Apache Kylin prior to 4.0.2 allows command injection when the configuration overwrites function overwrites system parameters
Description
Command injection in Apache Kylin's cube designer allows RCE by injecting OS commands via the --conf= parameter.
AI Insight
LLM-synthesized narrative grounded in this CVE's description and references.

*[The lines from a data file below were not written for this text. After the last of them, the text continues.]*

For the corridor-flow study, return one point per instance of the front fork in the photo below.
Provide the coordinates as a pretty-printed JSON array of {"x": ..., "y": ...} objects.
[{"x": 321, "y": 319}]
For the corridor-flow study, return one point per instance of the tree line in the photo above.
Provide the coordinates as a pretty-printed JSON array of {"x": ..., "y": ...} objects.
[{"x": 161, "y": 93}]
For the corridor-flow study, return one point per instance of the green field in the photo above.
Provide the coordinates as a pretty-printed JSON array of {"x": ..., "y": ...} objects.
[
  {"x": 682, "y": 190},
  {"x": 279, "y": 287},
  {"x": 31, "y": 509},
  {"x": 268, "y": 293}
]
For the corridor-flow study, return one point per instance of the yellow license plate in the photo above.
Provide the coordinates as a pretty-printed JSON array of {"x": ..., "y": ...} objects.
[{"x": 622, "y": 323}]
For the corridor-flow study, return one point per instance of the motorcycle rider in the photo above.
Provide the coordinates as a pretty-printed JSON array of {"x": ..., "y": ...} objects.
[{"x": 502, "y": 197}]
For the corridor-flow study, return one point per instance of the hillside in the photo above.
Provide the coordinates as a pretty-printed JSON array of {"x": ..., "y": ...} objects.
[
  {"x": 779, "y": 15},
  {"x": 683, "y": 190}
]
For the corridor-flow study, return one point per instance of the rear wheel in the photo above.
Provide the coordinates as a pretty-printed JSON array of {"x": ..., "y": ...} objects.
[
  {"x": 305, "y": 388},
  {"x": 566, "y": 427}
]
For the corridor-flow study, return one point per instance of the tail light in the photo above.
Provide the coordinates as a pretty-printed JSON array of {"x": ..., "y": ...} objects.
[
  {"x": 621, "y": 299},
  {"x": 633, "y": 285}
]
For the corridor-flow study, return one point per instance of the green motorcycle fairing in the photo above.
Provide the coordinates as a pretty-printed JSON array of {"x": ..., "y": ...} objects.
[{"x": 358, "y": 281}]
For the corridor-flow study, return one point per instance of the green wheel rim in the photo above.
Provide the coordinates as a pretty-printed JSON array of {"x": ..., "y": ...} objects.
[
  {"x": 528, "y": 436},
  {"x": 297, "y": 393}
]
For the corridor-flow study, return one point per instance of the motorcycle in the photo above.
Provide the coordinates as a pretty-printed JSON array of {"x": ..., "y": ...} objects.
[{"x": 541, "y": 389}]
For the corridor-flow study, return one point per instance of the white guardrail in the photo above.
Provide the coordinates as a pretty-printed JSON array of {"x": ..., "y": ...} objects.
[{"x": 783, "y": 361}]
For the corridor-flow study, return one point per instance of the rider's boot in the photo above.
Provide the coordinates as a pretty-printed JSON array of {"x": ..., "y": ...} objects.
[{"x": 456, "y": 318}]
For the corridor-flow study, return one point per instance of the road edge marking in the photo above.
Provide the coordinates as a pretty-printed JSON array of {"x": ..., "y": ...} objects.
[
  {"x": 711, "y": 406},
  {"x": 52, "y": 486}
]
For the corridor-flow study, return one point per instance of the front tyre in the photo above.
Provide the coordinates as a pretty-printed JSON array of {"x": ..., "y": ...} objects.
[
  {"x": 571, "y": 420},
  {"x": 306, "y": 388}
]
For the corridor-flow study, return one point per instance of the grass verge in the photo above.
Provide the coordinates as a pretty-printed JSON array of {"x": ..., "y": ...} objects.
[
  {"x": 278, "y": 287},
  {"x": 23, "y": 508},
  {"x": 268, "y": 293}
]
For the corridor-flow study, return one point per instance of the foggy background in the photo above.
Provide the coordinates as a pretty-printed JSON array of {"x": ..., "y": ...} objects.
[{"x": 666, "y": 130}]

Command injection in Apache Kylin's cube designer allows RCE by injecting OS commands via the --conf= parameter.
Vulnerability
Apache Kylin's cube designer function contains a command injection vulnerability in the configuration overwrites menu. When overwriting system parameters, the application fails to properly sanitize user input, allowing an attacker to close the single quotation marks around the parameter value of --conf= and inject arbitrary operating system commands into the command line. This affects Kylin 2 (up to 2.6.5), Kylin 3 (up to 3.1.2), and Kylin 4 (up to 4.0.1). [1]
Exploitation
To exploit, an attacker must have access to the cube designer function. By crafting a malicious input that closes the existing single quote and appends a new command, the injection is passed to the underlying system shell. No authentication bypass is required for users who can already access the configuration overwrites menu. The attack vector is local or remote depending on deployment, but the cube designer is typically accessible via the web interface. [1]
Impact
Successful exploitation results in remote code execution (RCE) under the privileges of the Kylin process. An attacker can execute arbitrary system commands, potentially leading to full compromise of the Kylin server, data exfiltration, or lateral movement within the network.
Mitigation
The vulnerability is fixed in later versions. Users should upgrade to Kylin 4.0.2 or later (the fix is incorporated in pull request #1811 [4]). For Kylin 2 and 3 users, upgrading to a supported release or applying the relevant patch is recommended. CVE-2022-24697 is distinct from a later bypass (CVE-2022-43396) which required additional hardening. [3]
AI Insight generated on May 21, 2026. Synthesized from this CVE's description and the cited reference URLs; citations are validated against the source bundle.
Affected packages
Versions sourced from the GitHub Security Advisory.
| Package | Affected versions | Patched versions |
|---|---|---|
org.apache.kylin:kylin-core-commonMaven | < 4.0.2 | 4.0.2 |
org.apache.kylin:kylin-spark-projectMaven | < 4.0.2 | 4.0.2 |
org.apache.kylin:kylin-server-baseMaven | < 4.0.2 | 4.0.2 |
Affected products
4- ghsa-coords3 versionspkg:maven/org.apache.kylin/kylin-core-commonpkg:maven/org.apache.kylin/kylin-server-basepkg:maven/org.apache.kylin/kylin-spark-project
< 4.0.2+ 2 more
- (no CPE)range: < 4.0.2
- (no CPE)range: < 4.0.2
- (no CPE)range: < 4.0.2
- Apache Software Foundation/Apache Kylinv5Range: Apache Kylin 2
Patches
0No patches discovered yet.
Vulnerability mechanics
AI mechanics synthesis has not run for this CVE yet.
References
5- github.com/advisories/GHSA-ppxx-m926-g569ghsaADVISORY
- nvd.nist.gov/vuln/detail/CVE-2022-24697ghsaADVISORY
- www.openwall.com/lists/oss-security/2022/12/30/1ghsamailing-listWEB
- github.com/apache/kylin/pull/1811ghsaWEB
- lists.apache.org/thread/07mnn9c7o314wrhrwjr10w9j5s82voj4ghsaWEB
News mentions
0No linked articles in our index yet.